When the Washington Capitals closed out the 2018 NHL Eastern Conference Finals series against the Tampa Bay Lightning, securing their first Stanley Cup appearance since 1998, fans were overwhelmed and overjoyed. For Russ Ramey, Vice President of Marketing, ColorNet Printing & Graphics, it was a similar feeling, but in a different sense.
Through its contract with Monumental Sports, which owns the Capitals and other Washington D.C. teams that play at the Capital One Arena, ColorNet would be handling the production and installation of all the graphic displays. So what does it take to create a winning look for a championship series? Here’s the play-by-play.
Friday, May 25–Sunday, May 27: Ramey receives the iconic Stanley Cup artwork from the NHL. The WNBA’s Washington Mystics play at home on Saturday, so ColorNet has limited access and cannot complete measurements until Sunday.
Monday, May 28 (Memorial Day): Ramey and his team adjust the NHL’s artwork to fit measurements, at which point they learn the NHL wants to make their own adjustments.

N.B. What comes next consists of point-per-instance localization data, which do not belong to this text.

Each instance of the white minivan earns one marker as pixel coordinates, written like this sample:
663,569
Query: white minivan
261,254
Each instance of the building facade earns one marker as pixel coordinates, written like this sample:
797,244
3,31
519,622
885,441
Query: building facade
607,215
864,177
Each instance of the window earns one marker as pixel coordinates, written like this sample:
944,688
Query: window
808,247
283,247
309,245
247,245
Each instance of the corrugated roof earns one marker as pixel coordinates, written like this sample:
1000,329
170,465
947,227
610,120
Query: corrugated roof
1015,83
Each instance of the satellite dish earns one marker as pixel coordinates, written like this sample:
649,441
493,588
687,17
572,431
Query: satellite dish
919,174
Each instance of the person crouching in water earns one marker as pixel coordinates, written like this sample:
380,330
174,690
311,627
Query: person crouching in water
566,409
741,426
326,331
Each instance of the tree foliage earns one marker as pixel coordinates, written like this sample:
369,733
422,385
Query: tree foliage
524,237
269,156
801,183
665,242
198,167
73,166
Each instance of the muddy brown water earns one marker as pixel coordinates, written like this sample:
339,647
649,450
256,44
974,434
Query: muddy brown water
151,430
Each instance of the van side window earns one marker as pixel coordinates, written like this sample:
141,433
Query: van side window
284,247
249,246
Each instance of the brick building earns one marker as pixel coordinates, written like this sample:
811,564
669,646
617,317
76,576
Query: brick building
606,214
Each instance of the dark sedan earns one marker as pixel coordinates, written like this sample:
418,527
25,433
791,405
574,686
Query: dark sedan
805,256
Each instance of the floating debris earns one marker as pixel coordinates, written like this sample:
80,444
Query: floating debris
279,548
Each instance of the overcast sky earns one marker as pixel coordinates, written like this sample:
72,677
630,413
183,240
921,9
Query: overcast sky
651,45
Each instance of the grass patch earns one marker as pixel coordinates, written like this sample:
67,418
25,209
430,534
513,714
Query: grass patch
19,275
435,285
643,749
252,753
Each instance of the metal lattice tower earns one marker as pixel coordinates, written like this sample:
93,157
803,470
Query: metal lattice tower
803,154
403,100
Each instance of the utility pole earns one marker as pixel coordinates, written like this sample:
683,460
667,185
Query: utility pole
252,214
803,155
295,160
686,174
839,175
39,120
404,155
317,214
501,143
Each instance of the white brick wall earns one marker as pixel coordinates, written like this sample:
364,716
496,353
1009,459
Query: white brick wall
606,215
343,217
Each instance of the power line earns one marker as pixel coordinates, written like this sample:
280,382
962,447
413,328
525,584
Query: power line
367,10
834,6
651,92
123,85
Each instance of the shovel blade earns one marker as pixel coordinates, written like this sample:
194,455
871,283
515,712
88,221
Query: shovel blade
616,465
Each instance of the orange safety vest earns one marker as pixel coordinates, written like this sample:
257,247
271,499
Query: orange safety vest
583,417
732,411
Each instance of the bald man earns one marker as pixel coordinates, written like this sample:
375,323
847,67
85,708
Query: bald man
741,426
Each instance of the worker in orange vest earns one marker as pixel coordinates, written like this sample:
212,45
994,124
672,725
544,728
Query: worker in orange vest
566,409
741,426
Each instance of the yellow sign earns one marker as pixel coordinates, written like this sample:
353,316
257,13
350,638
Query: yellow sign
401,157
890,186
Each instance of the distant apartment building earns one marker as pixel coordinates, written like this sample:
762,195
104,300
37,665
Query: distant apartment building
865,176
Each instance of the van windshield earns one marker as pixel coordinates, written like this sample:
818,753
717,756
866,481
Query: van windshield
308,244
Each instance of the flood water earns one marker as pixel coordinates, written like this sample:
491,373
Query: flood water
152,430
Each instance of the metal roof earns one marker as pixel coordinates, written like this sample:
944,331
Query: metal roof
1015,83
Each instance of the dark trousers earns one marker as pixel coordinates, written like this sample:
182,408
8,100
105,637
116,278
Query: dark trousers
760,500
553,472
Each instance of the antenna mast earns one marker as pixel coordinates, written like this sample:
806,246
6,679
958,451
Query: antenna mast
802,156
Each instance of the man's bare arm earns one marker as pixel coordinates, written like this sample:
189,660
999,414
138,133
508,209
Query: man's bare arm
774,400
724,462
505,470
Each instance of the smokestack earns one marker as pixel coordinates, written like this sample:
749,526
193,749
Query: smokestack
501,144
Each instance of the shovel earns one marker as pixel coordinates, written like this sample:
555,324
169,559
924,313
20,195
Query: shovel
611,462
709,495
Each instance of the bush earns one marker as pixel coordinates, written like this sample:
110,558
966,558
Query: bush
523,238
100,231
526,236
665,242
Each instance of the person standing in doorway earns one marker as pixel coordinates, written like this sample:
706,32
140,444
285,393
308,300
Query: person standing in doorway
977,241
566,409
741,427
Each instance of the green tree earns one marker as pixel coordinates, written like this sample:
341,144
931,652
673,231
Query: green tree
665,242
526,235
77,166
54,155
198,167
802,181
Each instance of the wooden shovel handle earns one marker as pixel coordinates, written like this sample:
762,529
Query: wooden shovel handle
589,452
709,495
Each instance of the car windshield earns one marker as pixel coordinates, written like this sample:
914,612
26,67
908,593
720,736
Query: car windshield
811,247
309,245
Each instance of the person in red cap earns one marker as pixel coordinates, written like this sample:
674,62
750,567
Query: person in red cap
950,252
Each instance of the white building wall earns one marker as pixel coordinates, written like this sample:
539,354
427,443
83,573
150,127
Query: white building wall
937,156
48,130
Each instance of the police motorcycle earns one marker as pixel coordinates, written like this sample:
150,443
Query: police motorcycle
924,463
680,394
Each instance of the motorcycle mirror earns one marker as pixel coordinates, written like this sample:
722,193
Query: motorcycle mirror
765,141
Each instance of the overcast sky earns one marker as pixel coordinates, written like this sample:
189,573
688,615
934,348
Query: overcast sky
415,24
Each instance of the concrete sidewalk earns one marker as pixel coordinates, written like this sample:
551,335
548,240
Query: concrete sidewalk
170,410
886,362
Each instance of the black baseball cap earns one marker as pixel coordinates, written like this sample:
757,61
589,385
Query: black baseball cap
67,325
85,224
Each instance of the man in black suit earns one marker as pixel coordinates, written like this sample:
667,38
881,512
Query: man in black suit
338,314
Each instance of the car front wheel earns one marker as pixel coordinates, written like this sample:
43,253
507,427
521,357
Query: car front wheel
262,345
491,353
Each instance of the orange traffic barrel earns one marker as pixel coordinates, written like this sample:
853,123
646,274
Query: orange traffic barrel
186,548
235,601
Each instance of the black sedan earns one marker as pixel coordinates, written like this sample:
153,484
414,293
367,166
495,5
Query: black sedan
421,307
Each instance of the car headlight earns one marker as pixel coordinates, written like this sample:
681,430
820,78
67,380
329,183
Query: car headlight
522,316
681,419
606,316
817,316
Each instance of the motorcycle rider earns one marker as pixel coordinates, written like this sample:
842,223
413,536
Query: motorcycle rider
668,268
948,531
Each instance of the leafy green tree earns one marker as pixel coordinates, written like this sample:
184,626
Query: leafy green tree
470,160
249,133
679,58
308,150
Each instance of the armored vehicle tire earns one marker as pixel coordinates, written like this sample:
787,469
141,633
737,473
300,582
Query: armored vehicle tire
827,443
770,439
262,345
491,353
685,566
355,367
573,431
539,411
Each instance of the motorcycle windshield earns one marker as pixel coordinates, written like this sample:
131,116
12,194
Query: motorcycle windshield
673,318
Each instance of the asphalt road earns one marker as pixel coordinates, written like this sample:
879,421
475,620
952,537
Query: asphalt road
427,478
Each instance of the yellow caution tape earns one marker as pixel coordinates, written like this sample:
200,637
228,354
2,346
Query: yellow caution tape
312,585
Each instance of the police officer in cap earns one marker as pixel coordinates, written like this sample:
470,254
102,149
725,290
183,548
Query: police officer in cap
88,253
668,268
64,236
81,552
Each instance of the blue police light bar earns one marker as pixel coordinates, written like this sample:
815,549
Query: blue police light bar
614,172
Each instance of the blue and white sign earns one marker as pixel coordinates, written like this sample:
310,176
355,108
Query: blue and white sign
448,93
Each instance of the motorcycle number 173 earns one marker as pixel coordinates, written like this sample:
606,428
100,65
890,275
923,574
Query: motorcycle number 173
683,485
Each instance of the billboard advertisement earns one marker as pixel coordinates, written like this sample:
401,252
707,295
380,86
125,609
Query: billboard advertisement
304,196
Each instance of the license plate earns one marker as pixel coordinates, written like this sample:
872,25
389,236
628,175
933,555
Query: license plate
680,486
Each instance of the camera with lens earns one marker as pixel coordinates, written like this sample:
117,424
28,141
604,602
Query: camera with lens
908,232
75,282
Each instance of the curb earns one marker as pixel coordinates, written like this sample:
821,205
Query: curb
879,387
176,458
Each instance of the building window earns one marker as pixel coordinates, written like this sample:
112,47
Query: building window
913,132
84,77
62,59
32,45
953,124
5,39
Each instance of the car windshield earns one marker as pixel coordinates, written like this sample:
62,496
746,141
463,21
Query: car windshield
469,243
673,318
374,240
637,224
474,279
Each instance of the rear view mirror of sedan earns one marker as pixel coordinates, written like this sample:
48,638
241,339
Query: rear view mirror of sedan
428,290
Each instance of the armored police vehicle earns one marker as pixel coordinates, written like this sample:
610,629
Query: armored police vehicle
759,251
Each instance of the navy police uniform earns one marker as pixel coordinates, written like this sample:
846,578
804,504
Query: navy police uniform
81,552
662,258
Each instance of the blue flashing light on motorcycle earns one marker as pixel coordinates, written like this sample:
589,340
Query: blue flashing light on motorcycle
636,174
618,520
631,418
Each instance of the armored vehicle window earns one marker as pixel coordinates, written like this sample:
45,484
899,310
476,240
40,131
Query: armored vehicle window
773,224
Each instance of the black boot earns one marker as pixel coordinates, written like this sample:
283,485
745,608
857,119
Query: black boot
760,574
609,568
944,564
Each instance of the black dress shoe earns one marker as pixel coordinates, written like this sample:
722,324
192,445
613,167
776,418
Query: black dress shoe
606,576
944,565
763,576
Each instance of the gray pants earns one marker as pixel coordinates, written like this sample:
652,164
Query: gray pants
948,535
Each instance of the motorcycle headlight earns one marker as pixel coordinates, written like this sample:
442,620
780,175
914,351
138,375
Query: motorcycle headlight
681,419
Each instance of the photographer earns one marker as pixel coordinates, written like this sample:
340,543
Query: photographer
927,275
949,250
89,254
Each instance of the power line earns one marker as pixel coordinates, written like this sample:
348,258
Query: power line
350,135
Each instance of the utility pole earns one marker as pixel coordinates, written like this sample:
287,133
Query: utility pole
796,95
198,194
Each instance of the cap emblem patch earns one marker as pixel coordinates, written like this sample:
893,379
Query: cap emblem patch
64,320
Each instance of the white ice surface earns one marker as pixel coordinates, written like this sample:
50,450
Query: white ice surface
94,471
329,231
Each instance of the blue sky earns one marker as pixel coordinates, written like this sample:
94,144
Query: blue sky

Tuesday, May 29: The NHL approves artwork, but there are issues with the file. Printing starts at 5:00 pm and completes at 9:30 am the next day.Wednesday, May 30: ColorNet’s entire crew is on-site by 6:00 am, with teams staggering installations at 7:00 am and noon. During arena installation, one of the panels being installed is ruined by the strong winds, and Ramey must print a replacement on-the-fly. ColorNet also begins art installations at other locations, including the nearby Grand Hyatt Washington hotel and the Kettler Capital Iceplex in Arlington, Virginia, where the Capitals practice. All installs are completed by 11:00 pm.Thursday, May 31: Upon review, the NHL requests three of the large exterior banners be swapped for eight Stanley Cup logo banners. Later in the day, an NHL representative notes the column panel that replaced the damaged one is falling off. Ramey and his team must act quickly and work overnight to complete the job, finishing around 3:00 am.
When the Capitals ultimately took the championship title, Monumental Sports and ColorNet needed to plan for the city’s celebratory parade. ColorNet printed and hung over 200 banners on street lamps from 23rd to 3rd Street and worked with three other local printing companies to produce 120,000 posters for distribution. NBC Sports Washington also hired ColorNet to print 25,000 posters for the parade.